Thursday, May 21, 2009

Big Brother Wants to Inspect You!

From an article in Wired magazine, here is an incredible fact about the US's FCC: it claims the right to invade your home at any time to inspect you if you have any kind of wireless device on your premise!
FCC’s Warrantless Household Searches Alarm Experts
By Ryan Singel May 21, 2009

You may not know it, but if you have a wireless router, a cordless phone, remote car-door opener, baby monitor or cellphone in your house, the FCC claims the right to enter your home without a warrant at any time of the day or night in order to inspect it.

That’s the upshot of the rules the agency has followed for years to monitor licensed television and radio stations, and to crack down on pirate radio broadcasters. And the commission maintains the same policy applies to any licensed or unlicensed radio-frequency device.

“Anything using RF energy — we have the right to inspect it to make sure it is not causing interference,” says FCC spokesman David Fiske. That includes devices like Wi-Fi routers that use unlicensed spectrum, Fiske says.
I never cease to be amazed how "organization creep" takes over people's lives. They simply grow and assume "rights" and never rethink their purpose and what would qualify as appropriate behaviour. It takes rebellion and long legal fights to get these mindless organizations to back off and let people live a quiet and happy life.

I love the phrase in the American Declaration of Independence about "life, liberty, and the pursuit of happiness". This is a foundational document for the US, but apparantly it's intent doesn't manage to penetrate the thick hide of bureaucracy.

The need for the FCC to deal with rogue radio stations or sources of electronic noise is understandable and the ability to enter premises to deal with this makes sense. But technology has moved on. The fact that wireless devices are everywhere does not mean that the FCC can blithely assume that its mandate has simply spread from a few commercial establishments to every house, every car, every nook and cranny is nutty!

Nothing in life is simple... the article goes on to note some problems in enforcement. I am bothered by the use of one reason to invade a premise to convict of another crime. That is ugly. On the other hand, as the following points out, those in the "business" of crime usually figure out a way to "handle" the quasi-police powers. The real victims of a warrentless invasion are the "ordinary folk" who don't have lawyers to advise them and who are doing something innocent like using a wireless router! Here's more from the Wired magazine article:
Administrative search powers are not rare, at least as directed against businesses — fire-safety, food and workplace-safety regulators generally don’t need warrants to enter a business. And despite the broad power, the FCC agents aren’t cops, says Fiske. “The only right they have is to inspect the equipment,” Fiske says. “If they want to seize, they have to work with the U.S. Attorney’s office.”

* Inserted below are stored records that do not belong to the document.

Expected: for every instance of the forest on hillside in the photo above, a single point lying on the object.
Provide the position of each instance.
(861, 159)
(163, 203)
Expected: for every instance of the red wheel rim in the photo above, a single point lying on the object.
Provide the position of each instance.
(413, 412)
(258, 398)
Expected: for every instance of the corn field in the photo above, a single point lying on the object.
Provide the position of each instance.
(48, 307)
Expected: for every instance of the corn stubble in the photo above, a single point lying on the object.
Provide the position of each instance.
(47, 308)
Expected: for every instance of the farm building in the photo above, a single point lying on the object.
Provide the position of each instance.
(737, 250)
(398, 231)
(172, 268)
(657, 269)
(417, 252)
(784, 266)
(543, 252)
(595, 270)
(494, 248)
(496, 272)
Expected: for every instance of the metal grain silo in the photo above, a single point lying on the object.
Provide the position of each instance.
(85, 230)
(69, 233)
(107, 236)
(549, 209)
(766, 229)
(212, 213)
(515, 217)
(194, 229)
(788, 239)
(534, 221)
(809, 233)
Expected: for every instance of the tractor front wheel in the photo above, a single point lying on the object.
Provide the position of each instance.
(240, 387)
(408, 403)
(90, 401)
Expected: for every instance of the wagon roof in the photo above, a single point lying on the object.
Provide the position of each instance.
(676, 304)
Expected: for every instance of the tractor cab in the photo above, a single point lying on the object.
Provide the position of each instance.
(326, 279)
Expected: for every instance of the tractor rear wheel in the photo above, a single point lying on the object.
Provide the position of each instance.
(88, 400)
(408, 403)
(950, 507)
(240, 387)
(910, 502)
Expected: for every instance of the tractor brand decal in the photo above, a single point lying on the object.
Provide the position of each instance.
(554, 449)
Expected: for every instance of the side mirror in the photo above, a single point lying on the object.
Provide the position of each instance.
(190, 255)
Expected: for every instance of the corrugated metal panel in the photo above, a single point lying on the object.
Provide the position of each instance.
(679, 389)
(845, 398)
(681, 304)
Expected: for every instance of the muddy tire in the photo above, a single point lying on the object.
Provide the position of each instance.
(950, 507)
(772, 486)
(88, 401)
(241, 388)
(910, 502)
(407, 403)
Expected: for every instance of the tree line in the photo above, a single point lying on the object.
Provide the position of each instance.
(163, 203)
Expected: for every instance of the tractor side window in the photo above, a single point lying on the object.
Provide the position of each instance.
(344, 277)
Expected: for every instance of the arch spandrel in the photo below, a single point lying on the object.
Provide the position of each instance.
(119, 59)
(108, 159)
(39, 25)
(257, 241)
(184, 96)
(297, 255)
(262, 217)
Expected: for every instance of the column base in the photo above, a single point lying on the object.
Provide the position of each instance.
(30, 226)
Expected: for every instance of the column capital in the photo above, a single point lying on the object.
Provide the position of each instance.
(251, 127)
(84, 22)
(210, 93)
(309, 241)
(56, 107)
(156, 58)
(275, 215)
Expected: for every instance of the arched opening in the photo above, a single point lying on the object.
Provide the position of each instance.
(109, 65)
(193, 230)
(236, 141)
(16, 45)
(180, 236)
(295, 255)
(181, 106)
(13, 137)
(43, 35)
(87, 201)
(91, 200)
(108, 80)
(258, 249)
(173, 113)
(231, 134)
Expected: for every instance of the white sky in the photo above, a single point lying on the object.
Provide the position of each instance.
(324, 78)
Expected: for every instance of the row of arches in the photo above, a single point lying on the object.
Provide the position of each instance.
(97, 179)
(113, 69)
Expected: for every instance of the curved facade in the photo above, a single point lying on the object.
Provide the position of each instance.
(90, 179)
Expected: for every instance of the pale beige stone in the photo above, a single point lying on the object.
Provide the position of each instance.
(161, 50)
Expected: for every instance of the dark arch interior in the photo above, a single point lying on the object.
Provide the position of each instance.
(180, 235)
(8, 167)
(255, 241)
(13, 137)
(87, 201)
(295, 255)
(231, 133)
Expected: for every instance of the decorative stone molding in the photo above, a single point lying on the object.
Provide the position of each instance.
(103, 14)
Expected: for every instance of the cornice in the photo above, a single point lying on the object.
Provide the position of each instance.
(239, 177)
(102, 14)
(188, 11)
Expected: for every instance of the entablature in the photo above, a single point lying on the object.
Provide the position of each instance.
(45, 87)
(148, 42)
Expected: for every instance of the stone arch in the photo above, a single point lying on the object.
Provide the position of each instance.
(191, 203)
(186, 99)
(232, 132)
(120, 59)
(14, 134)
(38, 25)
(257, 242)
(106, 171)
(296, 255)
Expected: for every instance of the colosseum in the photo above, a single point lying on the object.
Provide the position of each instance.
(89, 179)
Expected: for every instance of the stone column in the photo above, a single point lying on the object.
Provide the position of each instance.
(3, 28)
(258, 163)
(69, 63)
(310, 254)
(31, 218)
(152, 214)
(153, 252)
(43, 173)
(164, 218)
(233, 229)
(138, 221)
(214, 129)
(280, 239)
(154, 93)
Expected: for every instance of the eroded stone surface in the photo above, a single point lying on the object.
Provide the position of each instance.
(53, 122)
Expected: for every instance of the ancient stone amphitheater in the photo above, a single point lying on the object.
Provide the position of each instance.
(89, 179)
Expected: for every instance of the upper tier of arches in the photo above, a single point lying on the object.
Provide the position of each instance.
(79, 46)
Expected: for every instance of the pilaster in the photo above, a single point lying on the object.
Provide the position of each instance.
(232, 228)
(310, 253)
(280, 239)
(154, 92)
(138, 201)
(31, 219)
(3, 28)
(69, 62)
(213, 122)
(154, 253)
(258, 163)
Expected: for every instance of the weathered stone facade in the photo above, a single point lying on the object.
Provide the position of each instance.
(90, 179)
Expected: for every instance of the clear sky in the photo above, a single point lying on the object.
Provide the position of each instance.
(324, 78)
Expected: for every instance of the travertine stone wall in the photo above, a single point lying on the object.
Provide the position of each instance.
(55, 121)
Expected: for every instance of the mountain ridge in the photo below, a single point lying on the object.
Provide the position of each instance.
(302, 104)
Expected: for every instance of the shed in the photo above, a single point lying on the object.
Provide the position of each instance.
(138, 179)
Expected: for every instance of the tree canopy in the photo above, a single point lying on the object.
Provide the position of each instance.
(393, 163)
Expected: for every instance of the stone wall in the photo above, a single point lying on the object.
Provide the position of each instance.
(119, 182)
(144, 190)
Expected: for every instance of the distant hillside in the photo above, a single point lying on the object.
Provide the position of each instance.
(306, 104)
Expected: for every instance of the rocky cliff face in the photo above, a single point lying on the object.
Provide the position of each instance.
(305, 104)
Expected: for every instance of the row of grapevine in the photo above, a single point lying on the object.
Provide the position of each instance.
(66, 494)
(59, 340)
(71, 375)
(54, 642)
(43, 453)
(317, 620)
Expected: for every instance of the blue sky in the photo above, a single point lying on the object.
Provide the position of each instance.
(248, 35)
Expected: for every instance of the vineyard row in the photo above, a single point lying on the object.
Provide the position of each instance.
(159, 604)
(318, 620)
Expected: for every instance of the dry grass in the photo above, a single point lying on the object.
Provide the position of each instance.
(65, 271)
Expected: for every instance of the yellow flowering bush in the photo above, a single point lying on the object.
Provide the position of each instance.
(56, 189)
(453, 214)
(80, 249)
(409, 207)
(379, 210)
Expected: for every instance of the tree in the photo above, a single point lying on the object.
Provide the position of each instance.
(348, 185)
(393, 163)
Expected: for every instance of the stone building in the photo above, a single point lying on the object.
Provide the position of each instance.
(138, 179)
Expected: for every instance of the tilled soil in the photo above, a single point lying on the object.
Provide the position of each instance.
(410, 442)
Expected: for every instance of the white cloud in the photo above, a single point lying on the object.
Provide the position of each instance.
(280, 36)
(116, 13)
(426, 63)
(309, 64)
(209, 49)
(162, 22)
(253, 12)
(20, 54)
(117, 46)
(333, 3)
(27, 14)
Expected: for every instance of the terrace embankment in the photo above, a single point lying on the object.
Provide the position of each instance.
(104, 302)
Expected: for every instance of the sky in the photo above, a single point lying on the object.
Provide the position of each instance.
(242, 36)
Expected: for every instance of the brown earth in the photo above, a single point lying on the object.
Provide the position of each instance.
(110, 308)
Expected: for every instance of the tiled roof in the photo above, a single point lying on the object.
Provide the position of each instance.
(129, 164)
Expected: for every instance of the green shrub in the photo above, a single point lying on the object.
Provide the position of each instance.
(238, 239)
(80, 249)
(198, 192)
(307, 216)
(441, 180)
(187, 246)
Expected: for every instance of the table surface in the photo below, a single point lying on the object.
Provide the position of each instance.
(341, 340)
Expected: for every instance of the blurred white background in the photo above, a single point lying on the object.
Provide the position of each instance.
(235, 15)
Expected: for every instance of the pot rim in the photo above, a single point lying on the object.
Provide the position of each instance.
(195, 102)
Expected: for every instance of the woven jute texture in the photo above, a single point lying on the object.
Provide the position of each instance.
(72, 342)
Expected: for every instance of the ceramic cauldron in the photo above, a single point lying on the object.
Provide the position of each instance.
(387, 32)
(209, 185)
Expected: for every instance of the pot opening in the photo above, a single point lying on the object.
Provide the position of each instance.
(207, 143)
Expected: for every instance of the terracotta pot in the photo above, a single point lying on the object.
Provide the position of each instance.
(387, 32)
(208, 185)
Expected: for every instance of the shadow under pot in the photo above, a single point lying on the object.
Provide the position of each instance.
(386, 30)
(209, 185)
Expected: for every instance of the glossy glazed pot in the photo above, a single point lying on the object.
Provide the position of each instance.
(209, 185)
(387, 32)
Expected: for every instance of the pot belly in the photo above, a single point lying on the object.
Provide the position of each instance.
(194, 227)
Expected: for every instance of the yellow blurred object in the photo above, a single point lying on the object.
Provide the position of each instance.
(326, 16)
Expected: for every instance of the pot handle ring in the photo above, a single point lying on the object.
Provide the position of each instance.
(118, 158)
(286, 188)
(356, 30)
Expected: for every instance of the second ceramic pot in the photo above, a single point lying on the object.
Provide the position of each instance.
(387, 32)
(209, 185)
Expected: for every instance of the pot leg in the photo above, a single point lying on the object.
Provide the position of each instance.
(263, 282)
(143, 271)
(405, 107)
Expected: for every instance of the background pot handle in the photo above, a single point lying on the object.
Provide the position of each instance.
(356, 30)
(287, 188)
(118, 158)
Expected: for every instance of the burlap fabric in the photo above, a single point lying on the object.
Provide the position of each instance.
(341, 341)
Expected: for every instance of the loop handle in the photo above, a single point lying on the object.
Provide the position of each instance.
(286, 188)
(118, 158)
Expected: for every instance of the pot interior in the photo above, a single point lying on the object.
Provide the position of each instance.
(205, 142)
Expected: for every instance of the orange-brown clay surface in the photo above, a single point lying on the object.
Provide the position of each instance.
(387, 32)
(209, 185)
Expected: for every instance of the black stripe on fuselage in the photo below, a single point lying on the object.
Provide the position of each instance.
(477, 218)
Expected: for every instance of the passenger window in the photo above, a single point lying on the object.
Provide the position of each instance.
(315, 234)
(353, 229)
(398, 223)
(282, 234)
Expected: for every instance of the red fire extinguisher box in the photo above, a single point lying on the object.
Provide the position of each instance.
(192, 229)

But if inspectors should notice evidence of unrelated criminal behavior — say, a marijuana plant or an unregistered gun — a Supreme Court decision suggests the search can be used against the resident. In the 1987 case New York v. Burger, two police officers performed a warrantless, administrative search of one Joseph Burger’s automobile junkyard. When he couldn’t produce the proper paperwork, the officers searched the grounds and found stolen vehicles, which they used to prosecute him. The Supreme Court held the search to be legal.

In the meantime, pirate radio stations are adapting to the FCC’s warrantless search power by dividing up a station’s operations. For instance, Boulder Free Radio consists of an online radio station operated by DJs from a remote studio. Miles away, a small computer streams the online station and feeds it to the transmitter. Once the FCC comes and leaves a notice on the door, the transmitter is moved to another location before the agent returns.
Civil society is not a given. Each generation has to rebuild from the ground up because the underlying "ground" of the society is dynamic and ever changing. If you think about voting rights, civil status, property rights, educational "rights", and health "rights", these are all evolving concepts. Americans tend to think that the revolution of 1776 endowed them with rights. Well, that started the ball rolling, but rights have evolved as courts have re-interpreted them, new laws extended rights, and people simply pushed for rights and reshaped their society to accept those rights: think of the Civil Rights movement of the 1950s/60s.

I found it funny under the Bush administration where he sought judges who were "strict constructionists". The theory behind this is that the framers of the US Constitution were so far sighted that all one needed to do was go back into their mindset and look at the documents and it would be obvious how to apply the law. (That works if you are a conservative and don't want to change the social structure. Obviously the rich elite love this approach to life since it cements them in place as top dogs and vitiates any attempt at social change.) Sadly for the conservatives, the world changes. Buggy whip manufacturing has died out... and now it appears that even the automobile industry is dying out in favour of something looming on the horizon that isn't yet clearly discernible.